20 janvier 2022, 19:14, par Sidpawalemde Sebgo

Hum... Balle à terre, s’il vous plait. Beaucoup de plaintes que je lis concernent l’aspect politique de cette histoire de coupure de Facebook. On parle de faire taire les critiques, d’injures et invectives envers les responsables politiques, etc.

Je crois que c’est une vision très étriquée du problème qui est plus vaste.

1°) Le gouvernement du Burkina Faso NE PEUT PAS suspendre le compte Facebook d’un utilisateur même fautif. Cette prérogative appartient uniquement à Facebook et à sa maison mère Méta. Le gouvernement qui souhaite le faire doit leur adresser une demande motivée, et eux seuls décident en fonction de leurs règles internes et de leur appréciation de la situation.
Localement ici, on coupe pour tout le monde ou pour personne. Quand on ne peut plus distinguer l’attiéké du sable, il est mieux de s’abstenir de manger.

Et puis, vous pensez vraiment que le même gouvernement qui ne veut pas dire à sa population les raisons réelles de cette coupure va aller le dire à Facebook, de plus sans garantie de confidentialité ?

2°) Le vrai problème est moins la méchanceté des gens mal intentionnés que l’inconscience des gens ordinaires. Quelques exemples :

a) Malgré les mises en garde, un militaire garde son téléphone connecté et publie des photos ou signale sa situation sur facebook sans penser aux conséquences possibles. Même quand il s’abstient, son addiction à la connexion permet de le tracer et de connaitre les positions de nos forces.
Certaines rumeurs disent que dans le cas de Inata, c’est ainsi par des publications que les terroristes ont su dans quelle situation difficile se trouvaient nos FDS. On connait la suite...

b) Un passant qui voit passer nos troupes prend une photo et publie sur Facebook, pour être celui qui donne l’information "up to date". Il ne sait pas que ce qu’il fait est dangereux.

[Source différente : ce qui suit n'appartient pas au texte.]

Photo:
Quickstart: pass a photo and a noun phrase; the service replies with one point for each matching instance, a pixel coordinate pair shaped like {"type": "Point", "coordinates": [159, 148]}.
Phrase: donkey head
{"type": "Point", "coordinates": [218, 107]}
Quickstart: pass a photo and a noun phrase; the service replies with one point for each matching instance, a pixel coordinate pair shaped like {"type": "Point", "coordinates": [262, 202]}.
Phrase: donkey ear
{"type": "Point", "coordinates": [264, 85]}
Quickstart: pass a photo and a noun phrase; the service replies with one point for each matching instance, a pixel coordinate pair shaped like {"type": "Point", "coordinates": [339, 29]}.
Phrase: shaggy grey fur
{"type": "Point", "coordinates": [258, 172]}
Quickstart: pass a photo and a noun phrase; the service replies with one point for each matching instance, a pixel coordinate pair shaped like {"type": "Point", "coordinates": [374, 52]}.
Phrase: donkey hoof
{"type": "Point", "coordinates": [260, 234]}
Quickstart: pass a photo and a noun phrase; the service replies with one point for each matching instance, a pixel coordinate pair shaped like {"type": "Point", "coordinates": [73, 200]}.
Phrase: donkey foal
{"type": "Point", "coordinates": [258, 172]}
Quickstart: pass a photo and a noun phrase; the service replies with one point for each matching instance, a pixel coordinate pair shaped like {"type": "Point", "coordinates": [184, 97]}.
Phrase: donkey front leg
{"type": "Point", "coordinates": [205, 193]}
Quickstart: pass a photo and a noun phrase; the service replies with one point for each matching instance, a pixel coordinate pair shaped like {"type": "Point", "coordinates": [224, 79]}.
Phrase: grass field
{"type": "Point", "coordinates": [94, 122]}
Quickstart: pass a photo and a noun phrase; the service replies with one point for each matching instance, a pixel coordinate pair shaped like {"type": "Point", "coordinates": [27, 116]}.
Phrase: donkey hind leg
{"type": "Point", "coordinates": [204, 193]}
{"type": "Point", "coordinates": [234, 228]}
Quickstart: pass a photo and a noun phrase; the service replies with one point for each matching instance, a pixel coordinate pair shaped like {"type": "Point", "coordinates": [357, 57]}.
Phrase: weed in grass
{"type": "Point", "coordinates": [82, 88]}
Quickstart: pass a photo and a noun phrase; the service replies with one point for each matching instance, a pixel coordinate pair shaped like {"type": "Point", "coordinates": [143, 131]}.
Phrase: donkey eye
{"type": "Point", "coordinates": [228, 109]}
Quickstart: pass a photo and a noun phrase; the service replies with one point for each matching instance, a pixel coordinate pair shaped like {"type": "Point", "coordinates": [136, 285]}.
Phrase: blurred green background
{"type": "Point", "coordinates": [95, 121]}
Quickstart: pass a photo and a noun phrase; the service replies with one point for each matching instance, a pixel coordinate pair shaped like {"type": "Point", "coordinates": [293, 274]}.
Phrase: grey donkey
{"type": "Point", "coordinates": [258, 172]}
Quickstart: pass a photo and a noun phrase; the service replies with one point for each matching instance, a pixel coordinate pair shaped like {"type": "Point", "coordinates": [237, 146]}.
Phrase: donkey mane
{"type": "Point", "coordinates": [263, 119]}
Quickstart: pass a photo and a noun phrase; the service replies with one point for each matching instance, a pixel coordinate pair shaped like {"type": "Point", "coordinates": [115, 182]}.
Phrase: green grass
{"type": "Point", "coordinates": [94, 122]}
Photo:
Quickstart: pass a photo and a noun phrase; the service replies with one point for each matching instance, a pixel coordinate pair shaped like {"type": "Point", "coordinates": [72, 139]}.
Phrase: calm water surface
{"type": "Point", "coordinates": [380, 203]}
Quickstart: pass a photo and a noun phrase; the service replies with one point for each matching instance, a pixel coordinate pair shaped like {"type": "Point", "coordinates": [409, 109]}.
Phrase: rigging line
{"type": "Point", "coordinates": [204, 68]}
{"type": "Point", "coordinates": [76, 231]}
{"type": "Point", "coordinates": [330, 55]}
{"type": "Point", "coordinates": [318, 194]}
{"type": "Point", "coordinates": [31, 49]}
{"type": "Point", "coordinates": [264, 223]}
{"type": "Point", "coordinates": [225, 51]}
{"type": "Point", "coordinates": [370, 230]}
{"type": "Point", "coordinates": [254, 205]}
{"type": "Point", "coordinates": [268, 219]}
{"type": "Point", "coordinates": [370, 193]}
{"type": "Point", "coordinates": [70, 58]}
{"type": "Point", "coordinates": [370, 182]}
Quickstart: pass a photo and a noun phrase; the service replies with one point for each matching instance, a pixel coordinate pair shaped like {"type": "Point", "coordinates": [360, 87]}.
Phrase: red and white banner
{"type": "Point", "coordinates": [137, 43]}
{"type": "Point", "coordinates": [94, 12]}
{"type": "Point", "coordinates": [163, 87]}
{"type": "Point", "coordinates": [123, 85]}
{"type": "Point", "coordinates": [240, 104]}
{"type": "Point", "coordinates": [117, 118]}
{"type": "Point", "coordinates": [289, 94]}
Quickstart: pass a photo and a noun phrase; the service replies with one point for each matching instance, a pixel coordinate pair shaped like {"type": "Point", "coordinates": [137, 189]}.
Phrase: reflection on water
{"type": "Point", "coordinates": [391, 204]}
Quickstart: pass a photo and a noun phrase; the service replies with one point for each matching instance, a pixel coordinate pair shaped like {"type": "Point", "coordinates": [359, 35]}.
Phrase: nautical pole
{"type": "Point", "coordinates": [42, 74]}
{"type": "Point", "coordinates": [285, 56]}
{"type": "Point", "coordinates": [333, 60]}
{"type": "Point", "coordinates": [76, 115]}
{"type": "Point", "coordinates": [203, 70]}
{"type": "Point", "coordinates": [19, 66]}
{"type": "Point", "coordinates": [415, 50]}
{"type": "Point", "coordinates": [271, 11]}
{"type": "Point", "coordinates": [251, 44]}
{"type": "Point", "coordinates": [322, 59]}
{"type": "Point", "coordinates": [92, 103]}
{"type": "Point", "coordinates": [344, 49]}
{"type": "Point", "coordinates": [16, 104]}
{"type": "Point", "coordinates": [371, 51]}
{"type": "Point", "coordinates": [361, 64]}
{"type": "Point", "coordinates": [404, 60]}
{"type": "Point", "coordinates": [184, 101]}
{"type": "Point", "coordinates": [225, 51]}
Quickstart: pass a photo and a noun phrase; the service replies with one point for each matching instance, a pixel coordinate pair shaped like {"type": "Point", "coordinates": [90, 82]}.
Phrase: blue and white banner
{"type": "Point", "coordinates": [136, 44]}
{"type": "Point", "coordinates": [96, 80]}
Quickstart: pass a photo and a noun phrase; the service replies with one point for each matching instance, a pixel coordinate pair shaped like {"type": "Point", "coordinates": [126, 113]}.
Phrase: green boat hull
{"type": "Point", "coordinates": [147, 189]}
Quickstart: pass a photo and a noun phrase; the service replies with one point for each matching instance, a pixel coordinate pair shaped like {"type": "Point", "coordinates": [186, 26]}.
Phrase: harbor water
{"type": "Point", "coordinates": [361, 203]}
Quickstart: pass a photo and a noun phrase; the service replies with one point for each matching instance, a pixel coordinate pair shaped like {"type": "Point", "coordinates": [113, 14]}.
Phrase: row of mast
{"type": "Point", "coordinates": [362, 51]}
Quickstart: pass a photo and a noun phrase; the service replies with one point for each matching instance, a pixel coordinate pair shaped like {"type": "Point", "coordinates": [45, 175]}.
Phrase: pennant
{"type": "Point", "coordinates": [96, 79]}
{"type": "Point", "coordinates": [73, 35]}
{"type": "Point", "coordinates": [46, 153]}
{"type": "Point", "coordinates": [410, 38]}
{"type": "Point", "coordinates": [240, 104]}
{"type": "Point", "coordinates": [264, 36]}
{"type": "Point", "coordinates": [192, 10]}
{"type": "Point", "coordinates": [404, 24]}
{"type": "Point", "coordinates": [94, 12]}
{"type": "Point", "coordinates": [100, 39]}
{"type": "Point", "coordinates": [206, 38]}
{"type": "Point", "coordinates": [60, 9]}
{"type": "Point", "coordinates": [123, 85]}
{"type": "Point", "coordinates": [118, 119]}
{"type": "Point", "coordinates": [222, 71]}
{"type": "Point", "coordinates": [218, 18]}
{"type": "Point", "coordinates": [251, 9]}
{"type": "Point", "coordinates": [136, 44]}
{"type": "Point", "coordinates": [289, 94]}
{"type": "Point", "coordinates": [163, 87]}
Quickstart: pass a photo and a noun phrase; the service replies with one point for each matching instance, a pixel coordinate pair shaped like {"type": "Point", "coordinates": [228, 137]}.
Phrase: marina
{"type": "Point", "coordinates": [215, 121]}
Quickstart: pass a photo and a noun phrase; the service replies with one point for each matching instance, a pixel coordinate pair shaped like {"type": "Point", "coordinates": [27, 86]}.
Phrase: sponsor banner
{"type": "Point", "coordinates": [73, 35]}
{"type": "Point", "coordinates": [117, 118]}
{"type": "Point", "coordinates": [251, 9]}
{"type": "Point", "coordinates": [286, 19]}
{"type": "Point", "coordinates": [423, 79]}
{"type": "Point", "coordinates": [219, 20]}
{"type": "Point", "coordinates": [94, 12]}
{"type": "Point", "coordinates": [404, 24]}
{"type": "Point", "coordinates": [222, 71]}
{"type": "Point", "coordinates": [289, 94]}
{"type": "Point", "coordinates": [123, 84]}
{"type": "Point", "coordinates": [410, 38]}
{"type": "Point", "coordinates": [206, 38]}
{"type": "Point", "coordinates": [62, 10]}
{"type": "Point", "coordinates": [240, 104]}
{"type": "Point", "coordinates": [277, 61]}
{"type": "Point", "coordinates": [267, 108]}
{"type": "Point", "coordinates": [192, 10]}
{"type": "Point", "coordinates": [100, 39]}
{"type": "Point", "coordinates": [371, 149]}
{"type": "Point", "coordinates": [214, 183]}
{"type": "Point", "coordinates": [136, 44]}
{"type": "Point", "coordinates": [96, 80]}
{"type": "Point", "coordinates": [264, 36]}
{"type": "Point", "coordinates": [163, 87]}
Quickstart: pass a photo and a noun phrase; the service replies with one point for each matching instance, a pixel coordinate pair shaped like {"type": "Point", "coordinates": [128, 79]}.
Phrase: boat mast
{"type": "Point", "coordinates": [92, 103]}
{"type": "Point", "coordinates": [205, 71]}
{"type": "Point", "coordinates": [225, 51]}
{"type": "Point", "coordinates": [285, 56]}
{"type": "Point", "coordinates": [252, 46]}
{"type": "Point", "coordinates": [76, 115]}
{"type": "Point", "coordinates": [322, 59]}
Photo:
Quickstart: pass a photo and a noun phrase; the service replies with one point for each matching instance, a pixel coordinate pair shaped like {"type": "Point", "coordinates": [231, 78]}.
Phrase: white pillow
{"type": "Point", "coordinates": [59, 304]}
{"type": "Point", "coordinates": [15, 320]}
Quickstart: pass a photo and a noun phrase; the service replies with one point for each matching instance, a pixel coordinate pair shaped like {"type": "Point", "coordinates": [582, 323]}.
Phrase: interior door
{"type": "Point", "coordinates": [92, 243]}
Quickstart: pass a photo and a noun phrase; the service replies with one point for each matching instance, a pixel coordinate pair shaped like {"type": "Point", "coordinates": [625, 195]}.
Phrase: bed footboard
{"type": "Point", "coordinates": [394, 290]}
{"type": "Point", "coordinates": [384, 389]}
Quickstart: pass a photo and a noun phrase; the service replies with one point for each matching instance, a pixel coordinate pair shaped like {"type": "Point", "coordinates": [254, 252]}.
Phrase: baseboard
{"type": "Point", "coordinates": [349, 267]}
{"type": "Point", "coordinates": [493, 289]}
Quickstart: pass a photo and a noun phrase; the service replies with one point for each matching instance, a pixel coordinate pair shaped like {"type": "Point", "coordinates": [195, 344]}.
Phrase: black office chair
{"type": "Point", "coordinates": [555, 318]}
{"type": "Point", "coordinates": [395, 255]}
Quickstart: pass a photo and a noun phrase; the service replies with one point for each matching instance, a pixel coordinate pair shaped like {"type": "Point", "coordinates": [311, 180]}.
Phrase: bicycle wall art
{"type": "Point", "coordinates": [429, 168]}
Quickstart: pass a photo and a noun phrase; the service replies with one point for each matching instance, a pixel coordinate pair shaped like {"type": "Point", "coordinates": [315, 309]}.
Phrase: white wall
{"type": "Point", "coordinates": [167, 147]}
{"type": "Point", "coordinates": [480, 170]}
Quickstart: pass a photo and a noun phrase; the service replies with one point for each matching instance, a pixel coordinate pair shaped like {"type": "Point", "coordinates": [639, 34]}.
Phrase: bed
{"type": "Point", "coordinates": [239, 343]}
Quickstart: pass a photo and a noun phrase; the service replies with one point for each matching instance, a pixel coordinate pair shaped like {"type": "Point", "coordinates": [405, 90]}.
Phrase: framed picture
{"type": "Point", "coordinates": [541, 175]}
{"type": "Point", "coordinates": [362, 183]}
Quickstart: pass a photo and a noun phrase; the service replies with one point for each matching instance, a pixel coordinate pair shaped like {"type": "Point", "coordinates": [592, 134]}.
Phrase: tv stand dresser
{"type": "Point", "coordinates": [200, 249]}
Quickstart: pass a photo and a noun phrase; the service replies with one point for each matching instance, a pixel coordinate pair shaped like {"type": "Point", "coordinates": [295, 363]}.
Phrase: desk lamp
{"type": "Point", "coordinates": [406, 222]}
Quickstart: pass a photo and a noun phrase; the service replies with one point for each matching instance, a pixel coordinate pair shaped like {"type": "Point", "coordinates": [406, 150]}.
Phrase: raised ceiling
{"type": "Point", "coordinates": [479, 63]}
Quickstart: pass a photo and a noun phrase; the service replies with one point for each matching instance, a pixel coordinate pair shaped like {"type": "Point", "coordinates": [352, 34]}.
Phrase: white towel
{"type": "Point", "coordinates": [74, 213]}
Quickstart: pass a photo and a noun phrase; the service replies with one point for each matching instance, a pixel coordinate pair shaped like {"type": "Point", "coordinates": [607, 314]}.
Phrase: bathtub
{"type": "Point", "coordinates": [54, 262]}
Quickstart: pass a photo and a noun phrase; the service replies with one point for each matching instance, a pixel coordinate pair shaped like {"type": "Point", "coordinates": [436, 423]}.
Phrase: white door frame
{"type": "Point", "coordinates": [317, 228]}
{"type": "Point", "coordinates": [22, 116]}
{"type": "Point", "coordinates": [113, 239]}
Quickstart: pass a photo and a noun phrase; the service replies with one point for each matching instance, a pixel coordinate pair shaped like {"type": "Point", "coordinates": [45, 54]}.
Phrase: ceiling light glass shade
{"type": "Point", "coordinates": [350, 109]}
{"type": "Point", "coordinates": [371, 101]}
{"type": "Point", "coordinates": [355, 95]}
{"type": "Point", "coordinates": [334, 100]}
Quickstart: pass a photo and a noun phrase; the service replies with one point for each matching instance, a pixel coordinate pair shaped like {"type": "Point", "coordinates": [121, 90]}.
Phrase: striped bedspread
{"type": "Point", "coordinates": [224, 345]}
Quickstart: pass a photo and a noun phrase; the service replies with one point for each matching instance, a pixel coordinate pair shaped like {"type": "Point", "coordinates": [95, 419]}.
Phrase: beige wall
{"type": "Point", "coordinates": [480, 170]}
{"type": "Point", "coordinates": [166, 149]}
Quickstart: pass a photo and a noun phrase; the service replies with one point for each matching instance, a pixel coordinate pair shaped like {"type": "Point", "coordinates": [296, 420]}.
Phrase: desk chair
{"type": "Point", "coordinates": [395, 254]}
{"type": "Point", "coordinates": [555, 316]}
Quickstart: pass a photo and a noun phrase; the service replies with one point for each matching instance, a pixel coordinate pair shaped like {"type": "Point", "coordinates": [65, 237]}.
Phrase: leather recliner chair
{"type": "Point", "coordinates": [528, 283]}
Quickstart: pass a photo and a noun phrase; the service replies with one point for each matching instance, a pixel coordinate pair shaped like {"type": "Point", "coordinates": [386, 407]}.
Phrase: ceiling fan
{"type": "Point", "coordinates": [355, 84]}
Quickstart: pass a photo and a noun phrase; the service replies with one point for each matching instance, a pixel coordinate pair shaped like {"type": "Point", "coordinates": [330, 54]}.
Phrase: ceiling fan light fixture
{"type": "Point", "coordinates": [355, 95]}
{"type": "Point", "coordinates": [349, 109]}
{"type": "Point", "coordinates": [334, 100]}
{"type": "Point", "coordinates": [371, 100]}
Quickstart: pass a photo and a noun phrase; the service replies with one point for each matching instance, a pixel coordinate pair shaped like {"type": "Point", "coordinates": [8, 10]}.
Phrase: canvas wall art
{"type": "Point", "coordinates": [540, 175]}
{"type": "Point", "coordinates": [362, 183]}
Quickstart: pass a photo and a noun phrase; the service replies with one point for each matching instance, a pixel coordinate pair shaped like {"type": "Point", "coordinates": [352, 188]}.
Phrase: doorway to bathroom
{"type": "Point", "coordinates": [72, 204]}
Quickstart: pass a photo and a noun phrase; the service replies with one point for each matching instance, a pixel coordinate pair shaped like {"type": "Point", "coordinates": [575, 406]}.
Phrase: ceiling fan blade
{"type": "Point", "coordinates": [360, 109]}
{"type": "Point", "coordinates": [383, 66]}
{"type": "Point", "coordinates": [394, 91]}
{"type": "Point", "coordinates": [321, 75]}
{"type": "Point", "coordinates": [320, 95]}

c) Un fonctionnaire ou militaire dans un bureau voit passer un courrier ou une information, il prend en photo et publie sur Facebook. Même insouciance et ignorance.

d) La grande masse des utilisateurs, qui reprennent, rediffusent, partagent de façon exponentielle ces informations, y compris les fake news et la propagande djihadiste pour dire qu’ils "ont des armes terribles que nous n’avons pas" finissent de faire le travail et d’informer nos ennemis de tout !

A défaut de pouvoir éduquer chaque burkinabè d’une part sur une utilisation plus rationnelle de ces réseaux sociaux et d’autre part sur les règles de prudence en période de guerre, nous devons comprendre que certaines fois, la privation de ces libertés dont nous abusons devient inévitable.

3°) Au contraire, les burkinabè doivent être reconnaissants que cette fois, la coupure ne soit pas générale mais concerne seulement Facebook. Ce réseau est en effet celui qui a le plus d’instantanéité et d’ouverture. Quelqu’un que vous ne connaissez pas peut devenir votre "follower" sans que vous vous méfiiez, et ainsi se renseigner à travers vous. Par exemple, WhatsApp par contre n’a pas ce défaut, sauf dans le cas des grands groupes.

Avoir donc maintenu l’internet mobile et les autres réseaux comme Instagram, WhatsApp, Twitter, Tik Tok, etc est donc un effort des autorités, pour ne pas impacter trop la population.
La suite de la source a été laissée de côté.